Privacy policy

Last updated: 7 July 2026

1. Who we are

DossifAI (dossifai.nl) is a client due diligence (KYC) platform for notary offices, law firms and other organisations with AML obligations. Questions about this policy or your data? Email us at support@dossifai.nl.

2. Two roles: controller and processor

For the data of our own customers — account details, company details, billing and website usage — we are the data controller.

For the dossier data our customers process in the platform about their clients (questionnaire answers, uploaded documents), we act as a processor: the customer decides the purpose, we only process on their instructions.

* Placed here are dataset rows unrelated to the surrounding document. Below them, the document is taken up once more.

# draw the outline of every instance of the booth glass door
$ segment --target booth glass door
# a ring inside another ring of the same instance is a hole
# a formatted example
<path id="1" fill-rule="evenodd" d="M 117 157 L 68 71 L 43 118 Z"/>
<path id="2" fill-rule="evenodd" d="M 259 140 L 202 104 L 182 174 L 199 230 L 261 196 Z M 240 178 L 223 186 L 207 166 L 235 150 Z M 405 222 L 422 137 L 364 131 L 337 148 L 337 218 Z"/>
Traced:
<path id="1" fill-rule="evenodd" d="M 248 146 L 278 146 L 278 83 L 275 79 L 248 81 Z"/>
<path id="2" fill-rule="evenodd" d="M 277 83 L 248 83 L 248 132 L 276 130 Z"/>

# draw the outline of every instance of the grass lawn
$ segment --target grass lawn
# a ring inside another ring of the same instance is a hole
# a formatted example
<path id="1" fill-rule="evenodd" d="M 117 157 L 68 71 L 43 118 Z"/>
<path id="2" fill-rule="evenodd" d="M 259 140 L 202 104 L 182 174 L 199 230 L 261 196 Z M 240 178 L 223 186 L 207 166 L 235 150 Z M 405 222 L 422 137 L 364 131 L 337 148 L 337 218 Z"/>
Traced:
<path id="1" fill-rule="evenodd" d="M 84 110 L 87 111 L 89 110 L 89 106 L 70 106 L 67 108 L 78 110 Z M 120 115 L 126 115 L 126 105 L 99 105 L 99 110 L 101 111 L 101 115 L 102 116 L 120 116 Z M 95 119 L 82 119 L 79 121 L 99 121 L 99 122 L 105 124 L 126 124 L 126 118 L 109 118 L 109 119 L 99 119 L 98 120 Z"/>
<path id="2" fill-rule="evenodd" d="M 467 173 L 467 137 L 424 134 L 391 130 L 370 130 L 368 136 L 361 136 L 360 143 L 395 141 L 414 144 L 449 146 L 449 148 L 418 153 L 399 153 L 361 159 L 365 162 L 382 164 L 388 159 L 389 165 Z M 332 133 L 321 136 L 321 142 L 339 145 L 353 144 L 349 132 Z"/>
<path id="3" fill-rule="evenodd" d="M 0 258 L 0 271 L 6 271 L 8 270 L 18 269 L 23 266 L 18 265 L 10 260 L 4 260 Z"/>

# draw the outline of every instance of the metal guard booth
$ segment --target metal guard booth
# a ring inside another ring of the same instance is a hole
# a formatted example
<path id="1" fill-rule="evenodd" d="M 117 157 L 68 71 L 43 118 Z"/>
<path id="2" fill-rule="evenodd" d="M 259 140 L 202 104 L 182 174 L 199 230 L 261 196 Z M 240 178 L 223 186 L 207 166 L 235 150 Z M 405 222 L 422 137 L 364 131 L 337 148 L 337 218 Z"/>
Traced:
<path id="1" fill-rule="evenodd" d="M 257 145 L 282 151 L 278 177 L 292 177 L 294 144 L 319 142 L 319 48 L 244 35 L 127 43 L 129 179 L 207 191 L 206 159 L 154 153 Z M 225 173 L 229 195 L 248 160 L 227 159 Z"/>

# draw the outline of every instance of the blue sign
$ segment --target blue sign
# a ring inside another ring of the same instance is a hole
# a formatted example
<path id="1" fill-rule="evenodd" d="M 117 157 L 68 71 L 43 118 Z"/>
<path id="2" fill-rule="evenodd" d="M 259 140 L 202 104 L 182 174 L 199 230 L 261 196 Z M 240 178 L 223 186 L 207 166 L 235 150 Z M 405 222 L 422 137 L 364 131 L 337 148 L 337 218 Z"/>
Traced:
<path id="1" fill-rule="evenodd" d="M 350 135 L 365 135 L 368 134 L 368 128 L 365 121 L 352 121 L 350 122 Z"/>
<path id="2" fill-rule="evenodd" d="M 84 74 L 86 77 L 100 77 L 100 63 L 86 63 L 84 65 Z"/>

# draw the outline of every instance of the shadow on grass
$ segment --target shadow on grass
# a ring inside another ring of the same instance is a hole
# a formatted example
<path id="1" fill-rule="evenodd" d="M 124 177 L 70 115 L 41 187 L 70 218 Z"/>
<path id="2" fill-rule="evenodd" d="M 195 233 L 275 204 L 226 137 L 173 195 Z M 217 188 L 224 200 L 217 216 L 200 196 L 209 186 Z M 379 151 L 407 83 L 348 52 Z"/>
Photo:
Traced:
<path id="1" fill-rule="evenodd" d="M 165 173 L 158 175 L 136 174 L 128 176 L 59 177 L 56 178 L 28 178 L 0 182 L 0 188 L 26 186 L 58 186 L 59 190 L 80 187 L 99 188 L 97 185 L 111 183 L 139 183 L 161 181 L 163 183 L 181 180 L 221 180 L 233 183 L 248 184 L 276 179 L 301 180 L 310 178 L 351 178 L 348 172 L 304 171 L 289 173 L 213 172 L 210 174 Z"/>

A data processing agreement is available to every customer on request via support@dossifai.nl.

3. What data we process

Depending on how you interact with us, we process:

  • Account data: name, email address, password (encrypted), role within your organisation.
  • Company and billing data: company name, invoicing and payment details (handled by Stripe; we never store card numbers ourselves).
  • Dossier data on behalf of our customers: identity and background information about their clients, completed questionnaires, documents and assessments.
  • Contact and demo forms: name, email address, company name and your message.
  • Technical data needed to run the service securely (such as logs).

4. Purposes and legal bases

We use data to provide and improve the service (performance of the contract), to invoice and meet tax obligations (legal obligation), to prevent abuse and secure the service (legitimate interest), and to answer your questions. We never sell data and never use it for advertising.

5. Subprocessors

We rely on a small set of carefully chosen providers to run the platform:

  • Vercel — application hosting.
  • Supabase — database, authentication and document storage.
  • Stripe — subscriptions and payments.
  • Resend — email delivery.
  • OpenAI — only when your organisation has enabled AI features, to analyse dossier content. AI output is always reviewed by a human.

6. Retention

Account data is kept for the duration of the agreement. Dossier data is kept for as long as our customer decides; AML dossiers typically carry a statutory five-year retention duty. Billing records are kept for seven years (tax law). The platform includes a GDPR erasure facility to delete client data on request, subject to statutory retention duties.

7. Security

Data is encrypted in transit (TLS) and stored in European data centres where possible. Access is segregated per organisation and per role; documents are only reachable through secured, expiring links. We apply the principle of least access.

8. Your rights

You have the right to access, rectify, erase, restrict, port and object. Email support@dossifai.nl — we respond within 30 days. If your request concerns a dossier one of our customers keeps about you, we forward your request to that organisation (they are the controller). You can also lodge a complaint with the Dutch Data Protection Authority (Autoriteit Persoonsgegevens).

9. Cookies

We only use functional cookies needed to sign in and make the service work. See the cookie policy.

10. Changes

We may update this policy as the service or legislation evolves. The current version always lives on this page; we notify customers by email about material changes.